The pub. My local. Whatever we called it, it was there – a place to meet, to chat, to see old friends, to make new friends, to argue, to debate, to let off steam, to blame the government, the council, or all the faceless ones, or maybe just to sit and watch other people.
It’s one of the country’s treasures, which this government is dismantling and allowing to be thrown away.
Now, I know that not everyone thinks that way.

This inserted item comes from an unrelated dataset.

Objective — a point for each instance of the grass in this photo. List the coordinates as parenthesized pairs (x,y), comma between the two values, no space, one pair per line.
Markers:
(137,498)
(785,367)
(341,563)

Some see pubs as dens of iniquity.
But for many people they are places of social contact, the ordinary man’s golf club, where if you wished you could sit all night with half a mild, be warm and entertained.
Now where else could you get that?
The extension of the licensing laws has changed all that.
When pubs closed at 11pm, old and young drank and socialised together.
Bringing in the late hours divided the generations, as there are no older people out in the early hours of the morning and so no moderating influence.
The late hours also meant that places of entertainment were quiet in the early evening as the youngsters started to come out very late, so everywhere was lacking atmosphere.
Then came the double whammy of the smoking ban and the cheap loss-leader supermarket alcohol.
This, plus rising fuel bills, proved a bridge too far for most places.
Now pubs are closing at the rate of something like 15 a week.
This, plus the closing of many post offices, has had a detrimental effect on the life of many small villages, and public houses, with sale or to let signs to be seen in every town centre.
The demise of the ‘pub’ will be yet another nail in the traditional way of British life (Long pause here for a bugle playing the ‘Last Post’!) Topping it all, we now have the police invading Parliament.
We are definitely on a slippery slope. Hard fought freedoms are at stake and bit by bit the things we took for granted are being taken away.
If we’re not careful, the reality of ‘Big Brother’ may become more than a TV programme. Freedoms once lost are not easily regained.